As with anything though, we have to start at the beginning. And the beginning is bringing our awareness to the exact nature of our thoughts and feelings. The following exercise (taken directly from Chapter 2 of my book) is a great place to start. You can’t change something until you understand what it is you want to change. For the rest of February, we will tackle this topic of taming the voice that is keeping you small.
Let’s do this together – let’s make 2014 the year that we drop the internal hatred and self-deprecation and replace it with living a life full of purpose and meaning.
Come with me on this journey of discovery – uncovering your true inner wisdom and knowingness.
Your Name Web
The following exercise, “Who Do You Think You Are?” will help to bring your core life story to the surface of your awareness so that you can examine it, keep the powerful statements that work for you, and let go of those parts that no longer serve you. In this exercise, we use a technique often called “mind-mapping”—a way of jotting down free associations. You’ll refer to this exercise over and over again, so you might want to highlight these instructions and record your initial work in your journal or on a piece of paper so that you’ll be able to easily retrieve your work for future reference.
Exercise 2.1: Who Do You Think You Are? (The Name Web)
- Draw a circle in the middle of the page and write your name in that circle. Now, start writing down your associations with this word. Do this by drawing lines moving outward from your name. An association is any word or phrase that pops into your mind when you think about yourself.
- Record both the positive and negative associations. You may find that a word triggers connections to other words or ideas. Write these down too, allowing one idea to flow freely into the next.
- When you run out of associations, return to the center circle with your name in it and see what happens. Do this exercise quickly; don’t edit your thoughts. Your name web (or mind map) will look something like a spider web with all kinds of lines and words moving out from the center.
- You might reflect upon:
- what you like most about being you
- some of your mother’s favorite phrases she used in describing you
- some of the descriptive words you use to describe yourself, such as being too shy, too short, or really clumsy
- phrases that your inner critic uses to describe you, such as, “I am so dumb,” “I’m not good enough,” “I’m afraid they’ll find out my secret”
- phrases your best friend might use to describe you, such as, “You’re so compassionate,” “You listen well,” “You always say exactly what you mean”
- After you’ve finished, you’ll have something that looks like a big web or net. Some associations form clusters full of descriptive words, others will stand alone.
- Draw circles around the words with a repetitive tone or mood. You might find themes of unworthiness, resentment, or confusion. On the positive side, you might find themes of spontaneity or empathy. Other energies, such as love, health, or creativity may be mentioned. Write those repeating themes off to the side of your web.

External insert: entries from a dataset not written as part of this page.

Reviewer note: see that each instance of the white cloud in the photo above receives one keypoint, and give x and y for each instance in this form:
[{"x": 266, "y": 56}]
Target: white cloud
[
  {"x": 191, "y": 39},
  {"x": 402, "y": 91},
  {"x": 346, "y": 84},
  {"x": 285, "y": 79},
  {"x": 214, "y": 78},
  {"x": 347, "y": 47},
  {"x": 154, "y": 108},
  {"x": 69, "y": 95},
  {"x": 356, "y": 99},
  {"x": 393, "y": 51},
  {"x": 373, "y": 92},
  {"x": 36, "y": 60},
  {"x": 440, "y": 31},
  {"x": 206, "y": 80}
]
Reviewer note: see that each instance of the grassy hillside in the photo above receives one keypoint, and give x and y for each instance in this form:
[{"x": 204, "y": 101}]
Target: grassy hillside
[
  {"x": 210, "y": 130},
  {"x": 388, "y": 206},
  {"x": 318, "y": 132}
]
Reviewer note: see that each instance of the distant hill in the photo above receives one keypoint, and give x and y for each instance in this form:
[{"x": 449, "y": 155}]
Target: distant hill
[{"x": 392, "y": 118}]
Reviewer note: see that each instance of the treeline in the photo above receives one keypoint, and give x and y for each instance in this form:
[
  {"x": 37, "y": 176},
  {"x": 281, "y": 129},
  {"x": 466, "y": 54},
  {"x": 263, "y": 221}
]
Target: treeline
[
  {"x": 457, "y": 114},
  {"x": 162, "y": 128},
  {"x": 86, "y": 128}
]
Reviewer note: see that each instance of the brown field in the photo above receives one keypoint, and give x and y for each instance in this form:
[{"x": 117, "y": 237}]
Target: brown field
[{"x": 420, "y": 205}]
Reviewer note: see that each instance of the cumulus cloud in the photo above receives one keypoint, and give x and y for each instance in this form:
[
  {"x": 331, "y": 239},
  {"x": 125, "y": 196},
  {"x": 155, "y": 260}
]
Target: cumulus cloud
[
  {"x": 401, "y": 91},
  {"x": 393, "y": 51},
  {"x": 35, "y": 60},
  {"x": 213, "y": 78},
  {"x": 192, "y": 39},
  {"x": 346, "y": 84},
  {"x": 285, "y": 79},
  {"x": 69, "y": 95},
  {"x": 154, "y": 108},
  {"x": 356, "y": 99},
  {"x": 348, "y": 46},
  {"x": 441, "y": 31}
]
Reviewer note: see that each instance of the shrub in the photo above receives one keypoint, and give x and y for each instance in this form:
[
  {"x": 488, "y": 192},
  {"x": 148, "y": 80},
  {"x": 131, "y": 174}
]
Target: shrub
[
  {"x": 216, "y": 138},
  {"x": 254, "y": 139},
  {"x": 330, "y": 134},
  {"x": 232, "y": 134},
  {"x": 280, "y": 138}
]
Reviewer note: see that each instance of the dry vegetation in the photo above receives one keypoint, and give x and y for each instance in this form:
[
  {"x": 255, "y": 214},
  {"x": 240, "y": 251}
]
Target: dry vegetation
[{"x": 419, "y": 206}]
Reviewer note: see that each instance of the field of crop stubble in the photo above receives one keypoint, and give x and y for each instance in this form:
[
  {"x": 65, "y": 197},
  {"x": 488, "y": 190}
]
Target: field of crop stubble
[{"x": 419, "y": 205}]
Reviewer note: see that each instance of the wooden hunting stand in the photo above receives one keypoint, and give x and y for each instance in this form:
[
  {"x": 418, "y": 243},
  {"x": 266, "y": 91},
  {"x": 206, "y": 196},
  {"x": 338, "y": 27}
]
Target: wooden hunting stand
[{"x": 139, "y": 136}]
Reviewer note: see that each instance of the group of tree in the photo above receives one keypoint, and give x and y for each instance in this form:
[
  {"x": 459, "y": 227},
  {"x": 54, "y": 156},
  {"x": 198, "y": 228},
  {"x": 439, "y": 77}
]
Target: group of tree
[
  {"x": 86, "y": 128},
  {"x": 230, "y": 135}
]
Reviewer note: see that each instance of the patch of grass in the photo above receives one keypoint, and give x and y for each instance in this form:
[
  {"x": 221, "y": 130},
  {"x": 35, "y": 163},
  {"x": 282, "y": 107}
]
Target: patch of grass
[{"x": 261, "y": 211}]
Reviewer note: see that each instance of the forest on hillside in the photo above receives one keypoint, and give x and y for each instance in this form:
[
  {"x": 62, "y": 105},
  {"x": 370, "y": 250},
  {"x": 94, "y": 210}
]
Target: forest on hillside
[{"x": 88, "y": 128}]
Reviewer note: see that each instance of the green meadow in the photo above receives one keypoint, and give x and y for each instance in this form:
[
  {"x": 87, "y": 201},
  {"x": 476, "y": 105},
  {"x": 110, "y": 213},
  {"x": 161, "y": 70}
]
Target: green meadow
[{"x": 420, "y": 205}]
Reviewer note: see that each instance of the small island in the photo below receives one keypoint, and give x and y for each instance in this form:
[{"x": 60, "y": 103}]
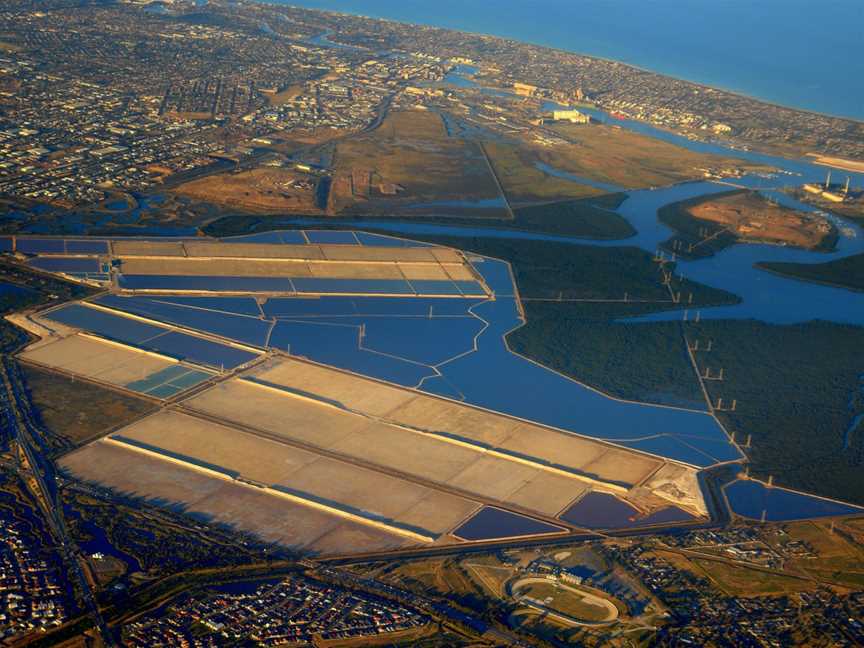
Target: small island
[{"x": 705, "y": 226}]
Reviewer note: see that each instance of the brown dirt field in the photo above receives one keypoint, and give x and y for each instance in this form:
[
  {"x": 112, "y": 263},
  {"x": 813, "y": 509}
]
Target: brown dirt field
[
  {"x": 391, "y": 447},
  {"x": 427, "y": 413},
  {"x": 524, "y": 183},
  {"x": 246, "y": 403},
  {"x": 252, "y": 250},
  {"x": 557, "y": 447},
  {"x": 374, "y": 398},
  {"x": 623, "y": 466},
  {"x": 270, "y": 462},
  {"x": 139, "y": 248},
  {"x": 215, "y": 267},
  {"x": 93, "y": 358},
  {"x": 410, "y": 149},
  {"x": 548, "y": 493},
  {"x": 434, "y": 415},
  {"x": 752, "y": 217},
  {"x": 618, "y": 156},
  {"x": 364, "y": 253},
  {"x": 259, "y": 459},
  {"x": 77, "y": 410},
  {"x": 266, "y": 189}
]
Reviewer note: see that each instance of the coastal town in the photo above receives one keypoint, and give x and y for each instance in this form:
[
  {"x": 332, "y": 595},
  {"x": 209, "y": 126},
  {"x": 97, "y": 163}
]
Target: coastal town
[{"x": 208, "y": 90}]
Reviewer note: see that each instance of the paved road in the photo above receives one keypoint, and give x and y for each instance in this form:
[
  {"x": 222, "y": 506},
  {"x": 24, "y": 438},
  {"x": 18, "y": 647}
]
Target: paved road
[{"x": 28, "y": 436}]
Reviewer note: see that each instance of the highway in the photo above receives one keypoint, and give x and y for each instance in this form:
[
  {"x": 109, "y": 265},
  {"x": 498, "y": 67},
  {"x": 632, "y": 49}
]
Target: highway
[{"x": 42, "y": 470}]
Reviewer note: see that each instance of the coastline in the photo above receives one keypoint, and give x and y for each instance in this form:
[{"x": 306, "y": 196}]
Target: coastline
[{"x": 595, "y": 57}]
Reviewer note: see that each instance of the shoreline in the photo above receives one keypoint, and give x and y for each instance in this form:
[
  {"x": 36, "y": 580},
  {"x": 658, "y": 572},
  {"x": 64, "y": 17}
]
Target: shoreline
[{"x": 632, "y": 66}]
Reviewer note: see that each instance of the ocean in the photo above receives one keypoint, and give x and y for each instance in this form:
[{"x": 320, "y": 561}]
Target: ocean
[{"x": 796, "y": 53}]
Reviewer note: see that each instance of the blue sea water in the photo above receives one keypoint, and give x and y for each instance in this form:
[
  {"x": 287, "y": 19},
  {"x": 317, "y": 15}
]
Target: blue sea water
[{"x": 792, "y": 52}]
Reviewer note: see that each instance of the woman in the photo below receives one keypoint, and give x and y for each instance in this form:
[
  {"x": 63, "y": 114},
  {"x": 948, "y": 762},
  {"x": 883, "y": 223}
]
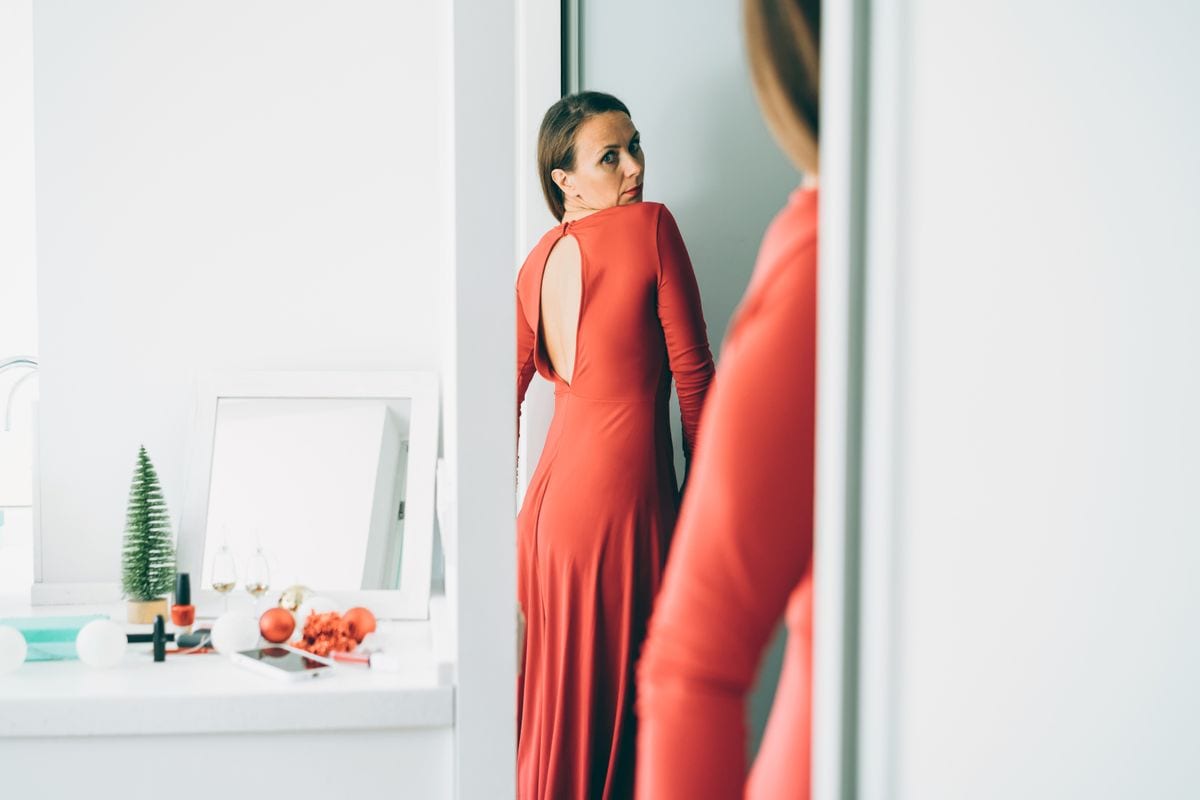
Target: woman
[
  {"x": 609, "y": 311},
  {"x": 743, "y": 551}
]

This picture, or name web, with all of its associations and intricacies, is your personal model of how you see yourself operating in the world. This structure of knowing serves as a filter in every conversation or thought you have. Spend some time becoming conscious of how you speak and feel about yourself. Please don’t beat yourself up for having the thoughts and feelings that you do – just notice.
The next time your inner critic starts in, pause, and just witness the show. See if you can stand a little bit outside of yourself as you listen to the tirade. You will learn tools in the coming month, but the first step is always becoming conscious. So for now, be consciously aware of your internal dialog – that’s all.